Gingrich scorned Reagan’s speeches, which moved a party and then a nation, because “the president of the United States cannot discipline himself to use the correct language.” In Afghanistan, Reagan’s policy was marked by “impotence [and] incompetence.” Thus Gingrich concluded as he surveyed five years of Reagan in power that “we have been losing the struggle with the Soviet empire.” Reagan did not know what he was doing, and “it is precisely at the vision and strategy levels that the Soviet empire today is superior to the free world.”

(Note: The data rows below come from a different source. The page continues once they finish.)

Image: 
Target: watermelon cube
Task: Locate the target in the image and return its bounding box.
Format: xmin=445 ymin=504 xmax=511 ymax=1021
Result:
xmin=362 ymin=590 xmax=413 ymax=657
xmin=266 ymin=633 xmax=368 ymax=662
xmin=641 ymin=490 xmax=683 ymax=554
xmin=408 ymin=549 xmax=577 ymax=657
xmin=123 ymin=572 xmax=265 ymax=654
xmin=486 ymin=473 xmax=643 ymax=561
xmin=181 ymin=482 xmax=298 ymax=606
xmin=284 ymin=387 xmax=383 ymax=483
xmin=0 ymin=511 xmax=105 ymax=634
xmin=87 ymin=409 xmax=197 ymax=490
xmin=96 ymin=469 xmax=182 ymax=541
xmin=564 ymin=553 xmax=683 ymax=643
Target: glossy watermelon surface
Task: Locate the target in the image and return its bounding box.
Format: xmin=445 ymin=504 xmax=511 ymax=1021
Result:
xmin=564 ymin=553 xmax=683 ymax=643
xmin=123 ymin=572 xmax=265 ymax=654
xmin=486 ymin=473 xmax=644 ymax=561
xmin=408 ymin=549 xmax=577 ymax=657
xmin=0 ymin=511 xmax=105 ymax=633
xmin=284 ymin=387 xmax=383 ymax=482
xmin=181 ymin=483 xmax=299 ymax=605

Abrams writes that far from becoming a reliable voice for Reagan policy and the struggle against the Soviets, Gingrich took on Reagan and his administration.
Quite frankly this sounds more like the Newt we all know. Back then, as now, Newt was full of himself, and not exactly the great thinker / leader of civilization he fancied himself to be. Apparently, he was dead wrong on Reagan policy. Thank heaven Reagan was in control and not Newt (hint hint), and that there were members of Congress who were behind Reagan and giving him the support he needed at a critical time. (Henry Hyde, Dick Cheney, Connie Mack, Dan Burton, and Tom DeLay)
It seems to me that Reagan would have a problem with the way Newt is re-writing history. Newt just can't seem to tell the truth a lot of the time.